Here we use phonology and "speed," ignoring derivation and sociolinguistic complexity. There we use cases and orthography.
Why?
Dunno.
Is it to achieve a specific kind of ranking for some languages? Is it because it's too hard for the writer to formulate an emotionally satisfying single, coherent standard? Is it because the standard kept evolving, but the writer didn't feel like going back and revising what the finger, having written, had already moved on from?

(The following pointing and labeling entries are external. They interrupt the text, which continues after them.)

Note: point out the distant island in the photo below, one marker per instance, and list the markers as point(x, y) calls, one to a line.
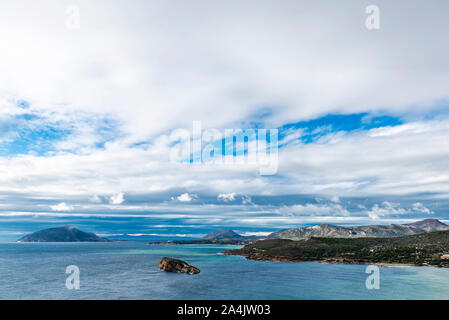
point(62, 234)
point(431, 249)
point(224, 237)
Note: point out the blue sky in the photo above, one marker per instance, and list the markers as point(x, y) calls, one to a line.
point(87, 116)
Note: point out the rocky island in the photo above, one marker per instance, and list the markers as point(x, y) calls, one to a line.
point(62, 234)
point(175, 265)
point(430, 249)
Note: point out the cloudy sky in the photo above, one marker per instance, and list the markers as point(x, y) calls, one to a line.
point(91, 93)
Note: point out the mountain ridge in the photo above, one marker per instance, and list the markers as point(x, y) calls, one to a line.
point(378, 231)
point(65, 233)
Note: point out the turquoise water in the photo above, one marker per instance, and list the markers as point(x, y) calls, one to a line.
point(127, 270)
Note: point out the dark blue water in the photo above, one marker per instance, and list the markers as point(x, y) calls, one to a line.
point(128, 270)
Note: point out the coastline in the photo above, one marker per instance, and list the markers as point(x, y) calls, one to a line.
point(261, 257)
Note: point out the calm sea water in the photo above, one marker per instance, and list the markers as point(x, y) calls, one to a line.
point(127, 270)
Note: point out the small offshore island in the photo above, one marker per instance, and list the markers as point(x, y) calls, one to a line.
point(428, 249)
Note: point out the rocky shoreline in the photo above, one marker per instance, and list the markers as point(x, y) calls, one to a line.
point(339, 260)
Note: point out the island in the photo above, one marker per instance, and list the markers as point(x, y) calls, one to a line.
point(428, 249)
point(176, 265)
point(62, 234)
point(224, 237)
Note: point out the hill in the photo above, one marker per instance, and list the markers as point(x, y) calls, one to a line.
point(423, 249)
point(62, 234)
point(385, 231)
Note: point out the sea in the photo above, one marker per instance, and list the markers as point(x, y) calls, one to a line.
point(128, 270)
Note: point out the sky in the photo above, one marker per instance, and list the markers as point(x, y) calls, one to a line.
point(93, 92)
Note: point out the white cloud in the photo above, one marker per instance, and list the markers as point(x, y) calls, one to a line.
point(62, 207)
point(185, 197)
point(311, 209)
point(311, 60)
point(95, 199)
point(335, 199)
point(226, 197)
point(419, 207)
point(118, 198)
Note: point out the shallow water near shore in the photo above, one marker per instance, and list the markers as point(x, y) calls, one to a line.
point(128, 270)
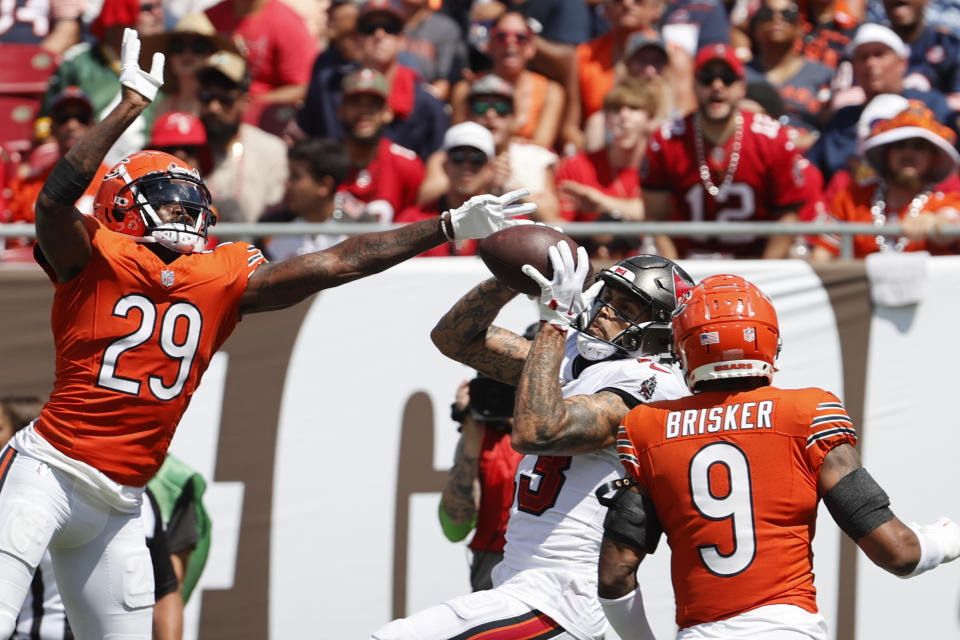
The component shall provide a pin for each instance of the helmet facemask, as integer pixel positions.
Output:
(175, 189)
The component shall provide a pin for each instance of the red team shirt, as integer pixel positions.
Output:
(733, 477)
(133, 336)
(767, 182)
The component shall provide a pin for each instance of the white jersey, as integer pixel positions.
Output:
(556, 522)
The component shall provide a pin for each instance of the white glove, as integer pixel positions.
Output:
(480, 216)
(131, 75)
(939, 543)
(561, 299)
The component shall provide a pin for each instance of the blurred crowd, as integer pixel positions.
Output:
(606, 110)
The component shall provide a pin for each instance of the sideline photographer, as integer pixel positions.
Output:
(479, 490)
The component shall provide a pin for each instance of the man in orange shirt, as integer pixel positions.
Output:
(732, 474)
(139, 310)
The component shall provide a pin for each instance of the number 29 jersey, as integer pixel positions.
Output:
(556, 521)
(733, 477)
(133, 337)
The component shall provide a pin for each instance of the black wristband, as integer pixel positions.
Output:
(457, 414)
(65, 184)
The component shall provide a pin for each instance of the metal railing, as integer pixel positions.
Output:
(846, 231)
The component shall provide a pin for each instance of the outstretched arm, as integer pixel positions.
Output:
(61, 233)
(466, 333)
(861, 509)
(544, 422)
(281, 284)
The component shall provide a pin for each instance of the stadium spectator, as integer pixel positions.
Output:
(192, 40)
(934, 61)
(278, 48)
(592, 73)
(804, 85)
(182, 135)
(827, 27)
(95, 68)
(435, 44)
(648, 57)
(518, 163)
(722, 164)
(71, 116)
(539, 102)
(54, 26)
(909, 153)
(318, 166)
(114, 274)
(879, 65)
(761, 584)
(479, 489)
(419, 120)
(249, 165)
(546, 585)
(383, 177)
(468, 165)
(604, 184)
(558, 27)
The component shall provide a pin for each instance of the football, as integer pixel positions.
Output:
(507, 250)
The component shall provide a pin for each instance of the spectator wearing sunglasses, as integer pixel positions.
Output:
(249, 165)
(71, 114)
(383, 177)
(186, 46)
(419, 120)
(277, 45)
(95, 67)
(468, 165)
(538, 101)
(775, 32)
(722, 164)
(435, 46)
(518, 163)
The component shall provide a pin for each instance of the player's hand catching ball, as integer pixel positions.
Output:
(480, 216)
(131, 75)
(561, 298)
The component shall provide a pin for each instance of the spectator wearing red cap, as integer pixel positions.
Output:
(722, 164)
(182, 135)
(95, 68)
(71, 114)
(383, 177)
(419, 119)
(277, 45)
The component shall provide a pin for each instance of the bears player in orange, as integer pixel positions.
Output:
(733, 475)
(139, 310)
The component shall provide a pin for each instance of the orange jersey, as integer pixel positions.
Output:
(733, 477)
(133, 335)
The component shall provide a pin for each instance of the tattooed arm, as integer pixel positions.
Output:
(544, 422)
(281, 284)
(61, 233)
(466, 333)
(892, 546)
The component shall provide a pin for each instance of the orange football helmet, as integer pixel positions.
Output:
(726, 328)
(132, 194)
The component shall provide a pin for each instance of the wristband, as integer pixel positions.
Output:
(65, 184)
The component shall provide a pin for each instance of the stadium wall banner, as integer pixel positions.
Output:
(324, 433)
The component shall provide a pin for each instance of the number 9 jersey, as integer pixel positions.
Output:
(133, 337)
(733, 477)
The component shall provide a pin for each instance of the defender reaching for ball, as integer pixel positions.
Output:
(608, 348)
(139, 310)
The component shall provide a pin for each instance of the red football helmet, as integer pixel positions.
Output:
(726, 328)
(132, 193)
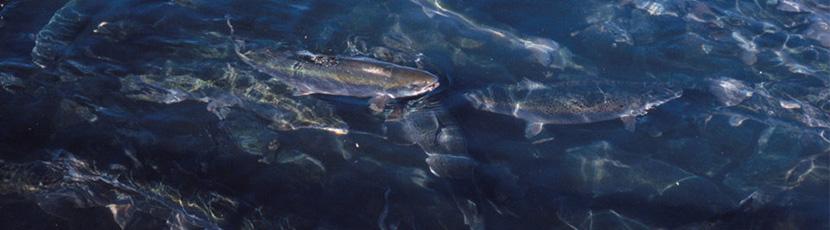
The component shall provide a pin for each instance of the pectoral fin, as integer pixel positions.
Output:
(377, 103)
(533, 129)
(629, 122)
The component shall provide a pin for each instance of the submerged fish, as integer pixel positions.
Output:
(309, 73)
(578, 102)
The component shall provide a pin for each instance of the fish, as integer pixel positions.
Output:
(308, 73)
(572, 102)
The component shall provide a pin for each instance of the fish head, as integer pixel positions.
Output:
(411, 82)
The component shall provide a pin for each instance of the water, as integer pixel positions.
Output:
(140, 114)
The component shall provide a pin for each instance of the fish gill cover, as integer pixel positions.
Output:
(415, 114)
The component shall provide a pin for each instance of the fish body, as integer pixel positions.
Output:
(309, 73)
(578, 102)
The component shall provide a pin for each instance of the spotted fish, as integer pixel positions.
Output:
(577, 102)
(309, 73)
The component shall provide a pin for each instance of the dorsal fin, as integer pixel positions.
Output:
(531, 84)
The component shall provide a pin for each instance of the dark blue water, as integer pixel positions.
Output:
(140, 115)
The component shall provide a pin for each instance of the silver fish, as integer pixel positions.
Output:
(578, 102)
(309, 73)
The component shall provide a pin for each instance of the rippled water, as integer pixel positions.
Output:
(635, 114)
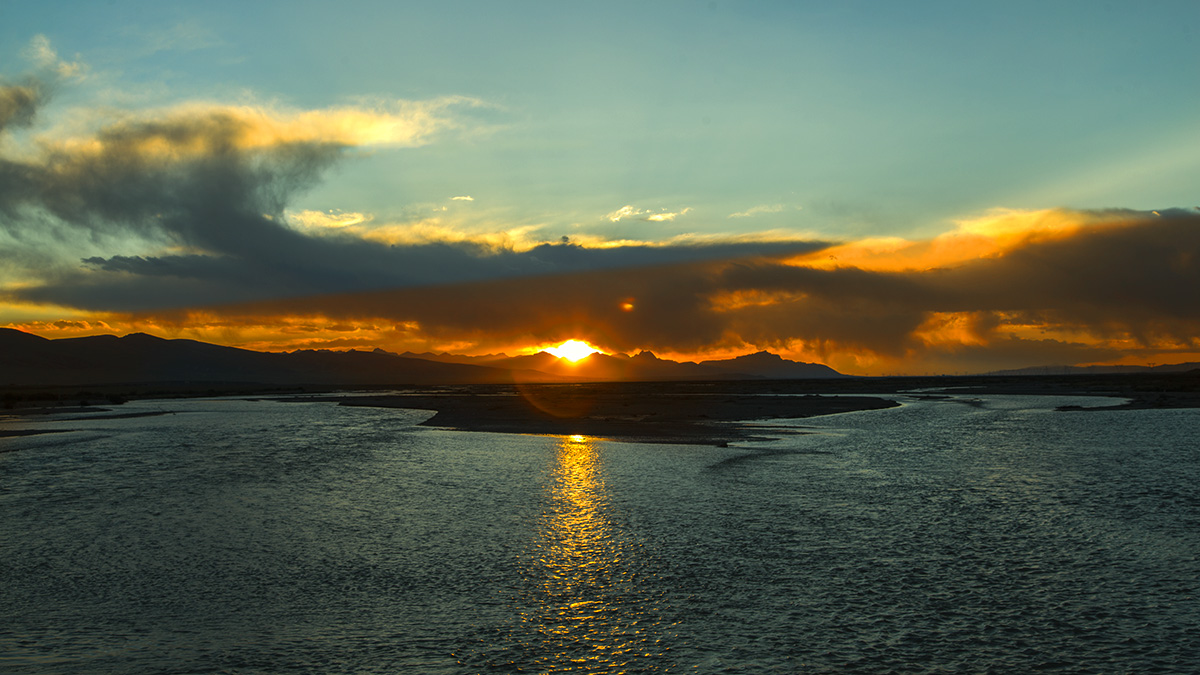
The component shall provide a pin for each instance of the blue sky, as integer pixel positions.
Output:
(643, 132)
(855, 118)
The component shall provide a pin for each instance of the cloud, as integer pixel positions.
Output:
(1122, 284)
(629, 211)
(760, 209)
(42, 54)
(19, 103)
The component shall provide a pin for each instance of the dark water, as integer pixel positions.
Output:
(991, 536)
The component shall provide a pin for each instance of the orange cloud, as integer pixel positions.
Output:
(1014, 291)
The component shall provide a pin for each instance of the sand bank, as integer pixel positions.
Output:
(641, 412)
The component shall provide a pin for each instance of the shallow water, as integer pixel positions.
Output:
(969, 535)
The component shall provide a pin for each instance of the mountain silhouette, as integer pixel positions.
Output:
(138, 358)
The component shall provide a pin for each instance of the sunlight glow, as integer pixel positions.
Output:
(573, 350)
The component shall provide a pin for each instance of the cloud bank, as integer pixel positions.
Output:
(190, 205)
(1069, 287)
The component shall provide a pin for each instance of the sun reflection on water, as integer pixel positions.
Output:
(587, 608)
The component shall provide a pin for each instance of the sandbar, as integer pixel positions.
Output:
(636, 412)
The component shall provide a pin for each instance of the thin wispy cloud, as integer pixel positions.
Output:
(759, 210)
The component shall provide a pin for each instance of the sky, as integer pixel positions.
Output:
(919, 187)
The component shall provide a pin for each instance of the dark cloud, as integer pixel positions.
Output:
(1132, 279)
(19, 102)
(202, 181)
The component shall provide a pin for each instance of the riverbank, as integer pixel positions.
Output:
(641, 412)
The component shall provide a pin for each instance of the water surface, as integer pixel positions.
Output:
(969, 535)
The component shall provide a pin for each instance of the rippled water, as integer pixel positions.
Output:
(960, 536)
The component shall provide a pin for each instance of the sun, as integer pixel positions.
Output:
(573, 350)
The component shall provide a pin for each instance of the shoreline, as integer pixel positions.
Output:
(642, 413)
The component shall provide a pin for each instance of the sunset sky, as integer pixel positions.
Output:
(886, 187)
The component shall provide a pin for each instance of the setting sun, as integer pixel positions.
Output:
(573, 350)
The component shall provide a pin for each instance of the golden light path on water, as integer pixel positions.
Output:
(586, 613)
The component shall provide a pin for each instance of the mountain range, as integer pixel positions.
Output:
(31, 360)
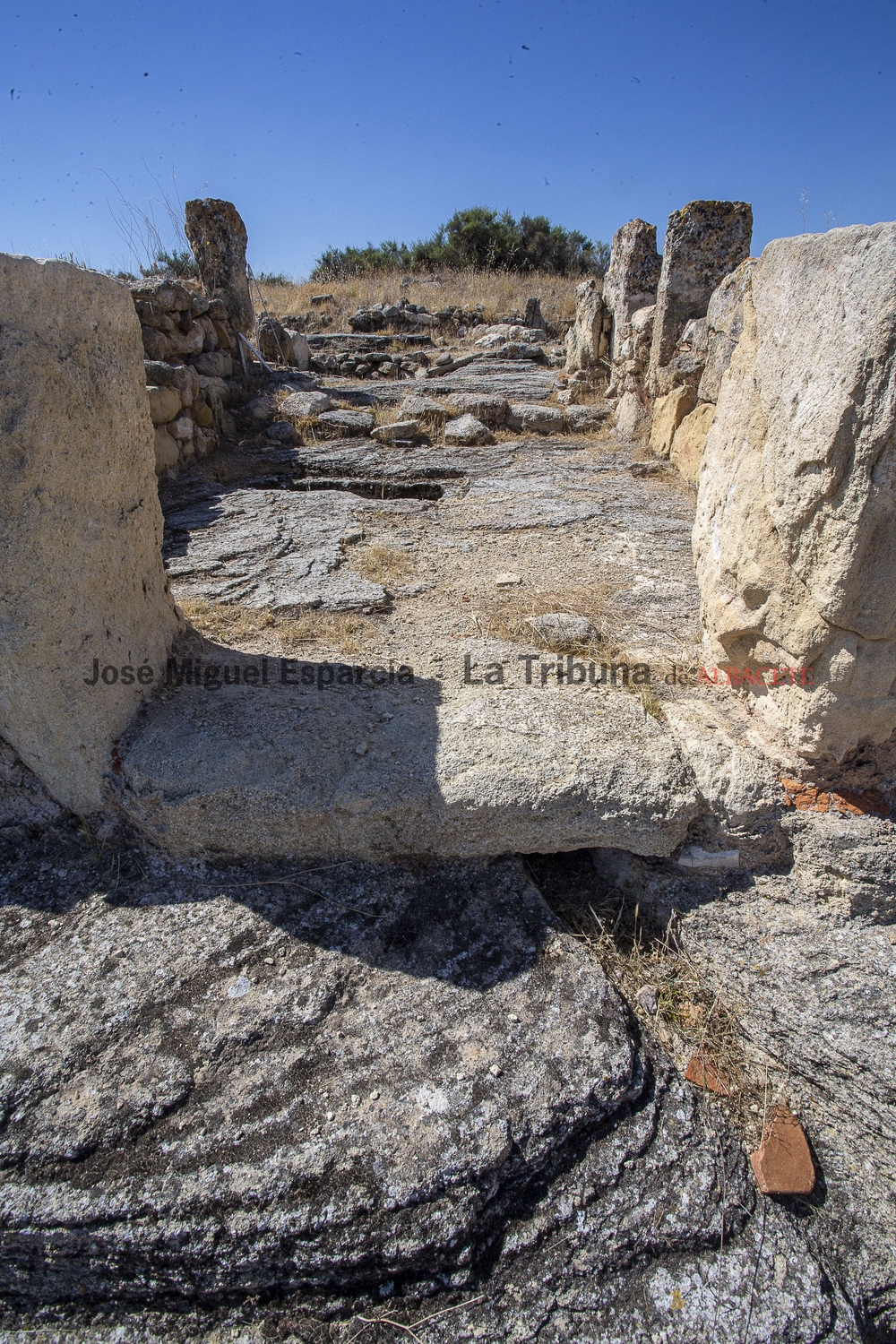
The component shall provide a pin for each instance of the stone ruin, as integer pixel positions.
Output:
(424, 1021)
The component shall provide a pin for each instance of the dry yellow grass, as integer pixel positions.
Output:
(498, 290)
(382, 564)
(234, 625)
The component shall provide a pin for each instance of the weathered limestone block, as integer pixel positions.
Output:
(586, 339)
(794, 529)
(218, 238)
(704, 242)
(632, 277)
(668, 414)
(724, 324)
(689, 438)
(273, 340)
(81, 575)
(443, 771)
(632, 417)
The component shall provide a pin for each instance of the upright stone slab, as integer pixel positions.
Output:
(794, 529)
(218, 238)
(724, 324)
(632, 277)
(586, 341)
(81, 573)
(704, 242)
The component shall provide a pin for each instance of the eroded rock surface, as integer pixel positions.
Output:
(218, 239)
(704, 242)
(794, 516)
(281, 550)
(81, 574)
(295, 1102)
(371, 763)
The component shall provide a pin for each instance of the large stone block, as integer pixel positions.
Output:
(81, 577)
(340, 762)
(689, 438)
(794, 530)
(218, 238)
(668, 414)
(724, 324)
(632, 277)
(586, 343)
(704, 242)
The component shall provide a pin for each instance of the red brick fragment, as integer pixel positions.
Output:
(852, 803)
(782, 1163)
(702, 1073)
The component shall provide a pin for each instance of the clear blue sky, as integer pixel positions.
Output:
(346, 123)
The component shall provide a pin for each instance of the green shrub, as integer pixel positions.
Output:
(478, 239)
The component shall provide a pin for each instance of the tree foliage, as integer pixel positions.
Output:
(479, 239)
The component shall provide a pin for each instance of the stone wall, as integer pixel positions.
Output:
(190, 349)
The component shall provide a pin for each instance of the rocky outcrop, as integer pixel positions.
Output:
(794, 515)
(589, 338)
(668, 414)
(82, 589)
(689, 438)
(398, 1091)
(704, 242)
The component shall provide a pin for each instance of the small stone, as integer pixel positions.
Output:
(349, 422)
(702, 1073)
(466, 430)
(782, 1163)
(696, 857)
(306, 403)
(282, 432)
(557, 626)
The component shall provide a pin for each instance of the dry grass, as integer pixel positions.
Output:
(508, 615)
(382, 564)
(691, 1019)
(498, 290)
(234, 625)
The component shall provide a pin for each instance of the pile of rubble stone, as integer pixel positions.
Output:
(402, 316)
(190, 349)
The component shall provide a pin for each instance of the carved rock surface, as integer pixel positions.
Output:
(724, 324)
(389, 1089)
(794, 529)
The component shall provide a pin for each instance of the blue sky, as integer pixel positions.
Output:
(352, 123)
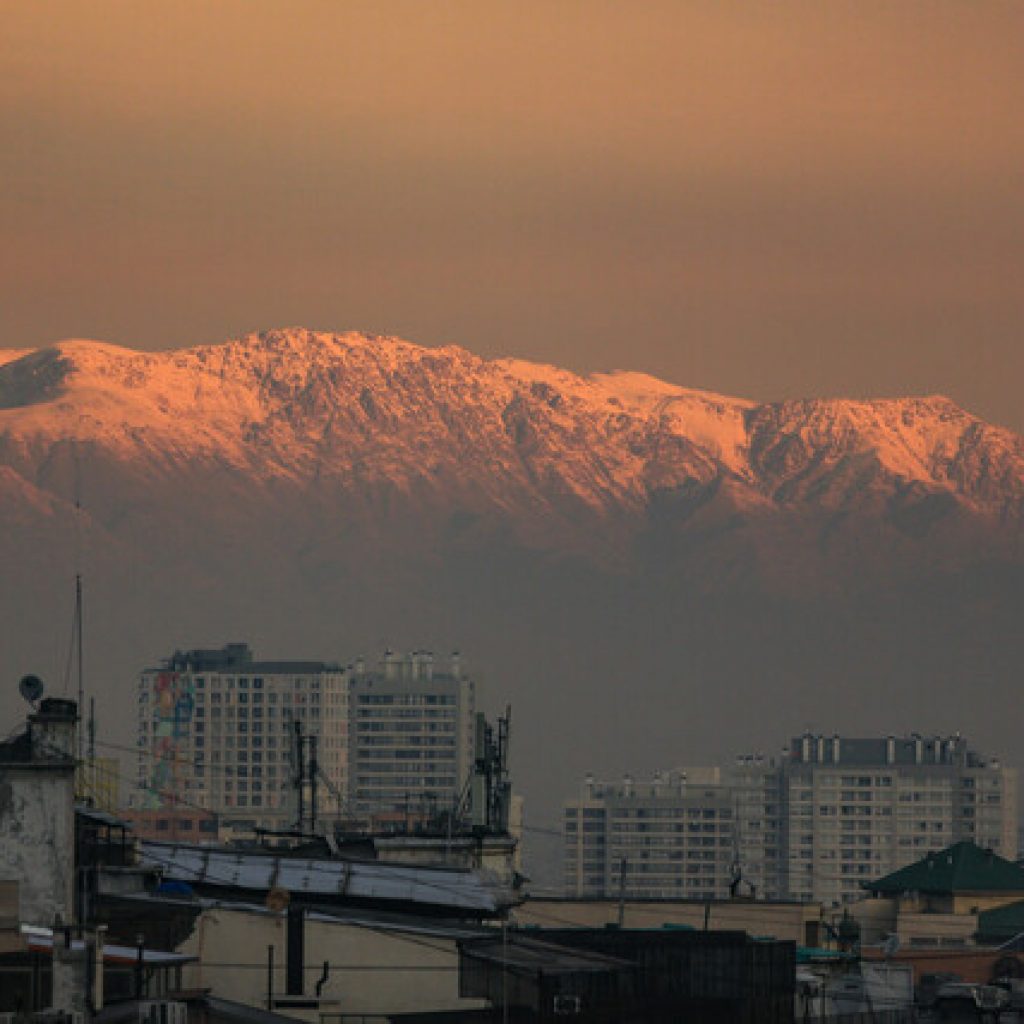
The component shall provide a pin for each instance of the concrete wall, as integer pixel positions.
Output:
(37, 838)
(374, 970)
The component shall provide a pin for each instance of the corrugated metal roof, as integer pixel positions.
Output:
(478, 892)
(41, 940)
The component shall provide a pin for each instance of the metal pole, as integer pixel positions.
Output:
(81, 683)
(313, 767)
(505, 971)
(622, 892)
(269, 977)
(139, 948)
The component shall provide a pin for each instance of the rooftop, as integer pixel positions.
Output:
(963, 867)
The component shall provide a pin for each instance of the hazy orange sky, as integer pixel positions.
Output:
(768, 200)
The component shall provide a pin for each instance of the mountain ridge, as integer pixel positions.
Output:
(292, 403)
(651, 574)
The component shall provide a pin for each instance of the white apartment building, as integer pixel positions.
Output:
(411, 733)
(216, 728)
(834, 813)
(671, 838)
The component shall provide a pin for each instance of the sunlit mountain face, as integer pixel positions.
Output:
(652, 576)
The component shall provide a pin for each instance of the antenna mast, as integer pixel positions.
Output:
(78, 636)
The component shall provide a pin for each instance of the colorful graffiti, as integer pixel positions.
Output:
(174, 700)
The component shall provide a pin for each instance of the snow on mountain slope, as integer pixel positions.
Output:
(368, 413)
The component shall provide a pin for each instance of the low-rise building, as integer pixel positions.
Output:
(37, 813)
(939, 900)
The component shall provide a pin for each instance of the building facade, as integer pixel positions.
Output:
(671, 838)
(411, 731)
(830, 815)
(217, 730)
(37, 814)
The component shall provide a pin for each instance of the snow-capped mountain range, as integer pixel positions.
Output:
(652, 576)
(541, 445)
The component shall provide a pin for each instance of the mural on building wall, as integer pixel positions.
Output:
(174, 700)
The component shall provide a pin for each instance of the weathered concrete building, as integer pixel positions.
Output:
(37, 813)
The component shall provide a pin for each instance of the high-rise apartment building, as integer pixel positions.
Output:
(411, 729)
(672, 838)
(216, 729)
(835, 812)
(857, 809)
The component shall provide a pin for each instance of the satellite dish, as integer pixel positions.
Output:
(31, 688)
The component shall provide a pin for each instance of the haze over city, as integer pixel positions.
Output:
(665, 359)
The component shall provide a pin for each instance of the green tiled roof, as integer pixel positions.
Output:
(963, 867)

It's fine to dismiss the FSI standard, and many do, esp. when it comes to applications that the FSI standards were never meant to cover (which is, of course, rather an important--some would say crucial or even essential--limitation). But at least the FSI standard is consistent and coherent, can actually qualify as a standard that can find application even outside its intended setting, and works fairly well in the setting in which and for which it was derived--training adult, college-educated foreign-service and military personnel in classroom setting for diplomatic and military missions.
Personally, Polish wasn't all that hard to pick up. There's a lot of case syncretism that keeps there from being 7 genders in practice. (It's like a claim I know of that Russian doesn't have 6 cases, but 8, because it also has a vocative and it has two locatives; and it doesn't have three genders, but also animate/inanimate for all three, plus a slurry of other things. Applied to Polish ... that would be a nightmare. Then again, all that "gender" stuff is just one form of noun class marking, and there are languages with scores of noun classes ... and therefore scores of "genders."